Damit war der Handel treibende und Reparaturen machende Goldschmied in einem vorigen Posting gemeint. Den braucht es allerdings auch.ZitatUnd es ist wahrlich eine Kunst, in diesem Forum keine niederen Beweggründe unterstellt zu bekommen - jetzt auf die Allgemeinheit bezogen.
Wer ist denn nun diese Allgemeinheit? -
Das klingt alles ein bißchen danach, als ob es ohne Handwerk ginge. Tut es natürlich nicht, aber es gibt verschiedene Grade der (auch unbewußten) Beherrschung. Die Kenntnis der Schriftsprache stellt das untere Ende dar, sich eingehend mit allen möglichen dramaturgischen Mitteln und Elementen, Stilen usw. befaßt zu haben schließt die Skala längst nicht nach oben ab. All diese Regeln, Vorlagen, Dos und Donts kann man berücksichtigen, muß man aber nicht. Manch einer, der nicht weiß, was ein Cliffhanger ist, setzt ihn trotzdem ein, einfach weil das ein gutes Stilmittel ist, das sich quasi aufdrängt, und dessen Namen man nicht wissen muß.
Autor ist kein Ausbildungsberuf, weil es die Leser sind, die entscheiden, ob die Produkte des Autors ankommen, und das kann man nicht vorhersagen. Es gibt Beispiele für literarische Werke, die jedwede Regel miß- oder sogar verachtet haben, und trotzdem erfolgreich waren. Denn es spielt keine Rolle, welcher Schule man folgt oder welche Dogmen man verinnerlicht hat. Letztlich entscheidet nur der Leser, ob es gefällt oder nicht.

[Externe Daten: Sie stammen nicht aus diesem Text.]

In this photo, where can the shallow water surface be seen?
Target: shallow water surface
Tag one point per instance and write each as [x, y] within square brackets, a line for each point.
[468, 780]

Und da gibt es dann Leser, die mehr Begriffe für das kennen, was ihnen an einem Werk ge- oder mißfällt, und andere, denen vermutlich ähnliche Dinge behagen oder nicht behagen, die aber die Terminologie nicht beherrschen (oder den möglicherweise bekannten Ausweg aus der Misere, in die sich der Autor begeben hat). Qualitativ macht das keinen Unterschied. Für den einen ist ein Gedicht holprig und willkürlich, der andere hat das gleiche Problem, kann aber anhand von Versmaß und Metrik erklären, warum es so ist. <schulterzuck>
Smarana, Du hast Dich darüber beklagt, daß hier ein paar Möchtegerns (die ein paar lapidare Romane draußen haben) mit den Werken des hoffnungsvollen Nachwuchses hart ins Gericht gehen. Ich verstehe den Vorwurf. Aber ich verstehe nicht, wozu der hoffnungsvolle Nachwuchs dann seine Werke präsentiert.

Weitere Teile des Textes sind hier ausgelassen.